The Tinker family's embarkation on the Mayflower, per William Bradford states: "Thomas Tinker, and his wife, and a sone." The names of the wife and son are unknown.

The Mayflower departed Plymouth, England on September 6/16, 1620. The small, 100-foot ship had 102 passengers and a crew of about 30-40 in extremely cramped conditions. By the second month out, the ship was being buffeted by strong westerly gales, causing the ship's timbers to be badly shaken with caulking failing to keep out sea water, and with passengers, even in their berths, lying wet and ill. This, combined with a lack of proper rations and unsanitary conditions for several months, attributed to what would be fatal for many, especially the majority of women and children. On the way there were two deaths, a crew member and a passenger, but the worst was yet to come after arriving at their destination when, in the space of several months, almost half the passengers perished in cold, harsh, unfamiliar New England winter.
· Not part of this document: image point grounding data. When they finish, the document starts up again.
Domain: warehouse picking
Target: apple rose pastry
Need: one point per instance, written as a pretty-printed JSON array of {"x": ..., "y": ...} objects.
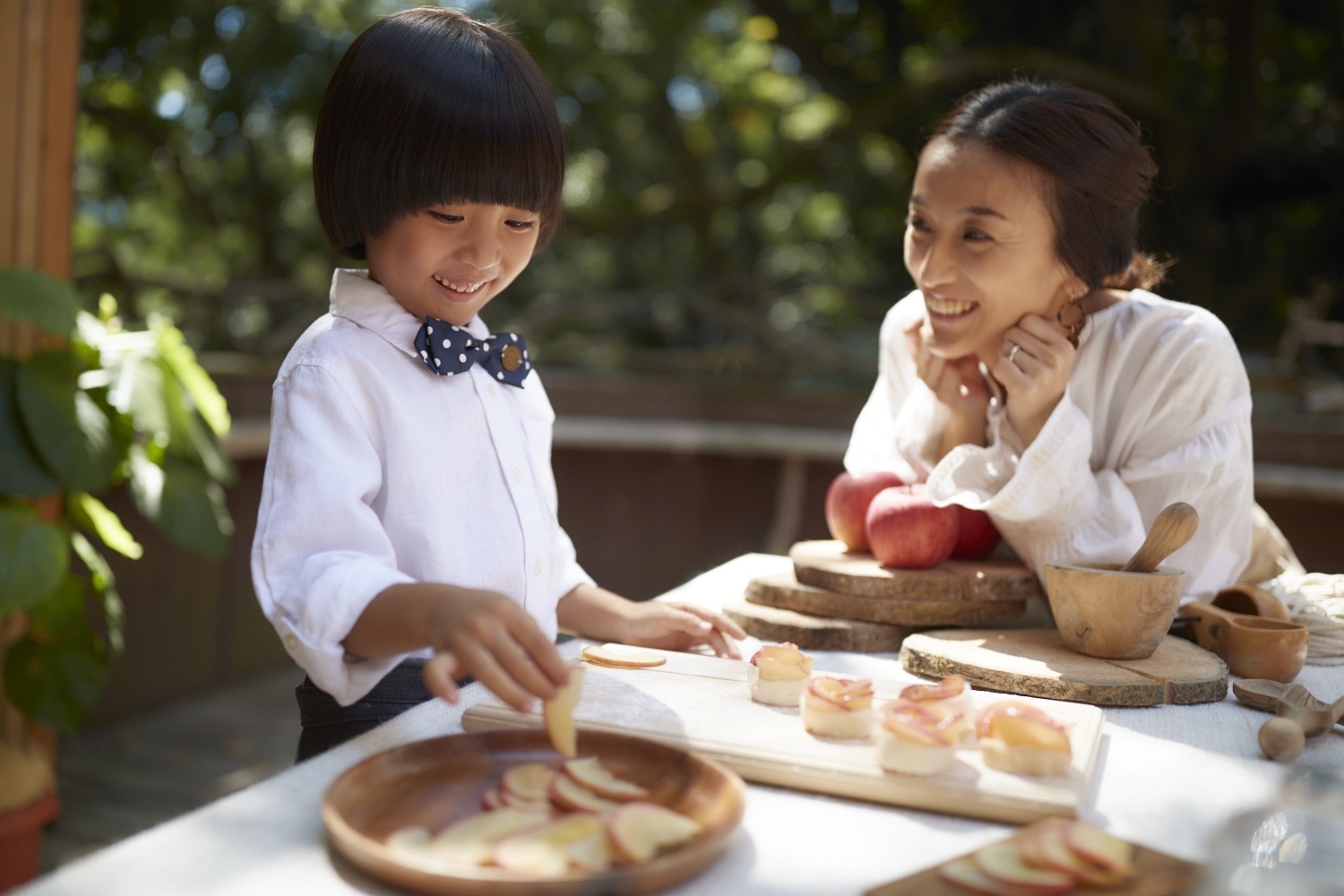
[
  {"x": 1019, "y": 737},
  {"x": 835, "y": 708},
  {"x": 951, "y": 694},
  {"x": 918, "y": 739},
  {"x": 779, "y": 673}
]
On November 9/19, 1620, after about three months at sea, including a month of delays in England, they spotted land, which was the Cape Cod Hook, now called Provincetown Harbor. After several days of trying to get south to their planned destination of the Colony of Virginia, strong winter seas forced them to return to the harbor at Cape Cod hook, where they anchored on November 11/21.

Thomas Tinker was a signatory to the Mayflower Compact.

== Family of Thomas Tinker ==
Per Johnson, this may be the same Thomas Tinker, carpenter, who married Jane White in Thurne, co. Norfolk, England on June 25, 1609
- ______ (son), possibly born sometime after 1609.

== Death of Thomas Tinker and his family ==
The dates of death of Thomas Tinker, his wife and son are unknown. Bradford used the term "died in the first sickness" for the family so presumption is made they died possibly in December 1620 or January 1621 when illness had become rampant. Thomas Tinker was buried in Cole's Hill Burial Ground in Plymouth, likely in an unmarked grave as with many passengers who died in the early days. His son is noted as being buried in Cole's Hill Burial Ground and the wife's burial is listed as unknown, but it is believed she also was buried at Cole's Hill. The family is memorialized on the Pilgrim Memorial Tomb on Cole's Hill as "Thomas Tinker his wife and son."

The fate of the Thomas Tinker family as recollected by William Bradford in 1651:
"Thomas Tinker, and his wife and sone, all dyed in the first sicknes."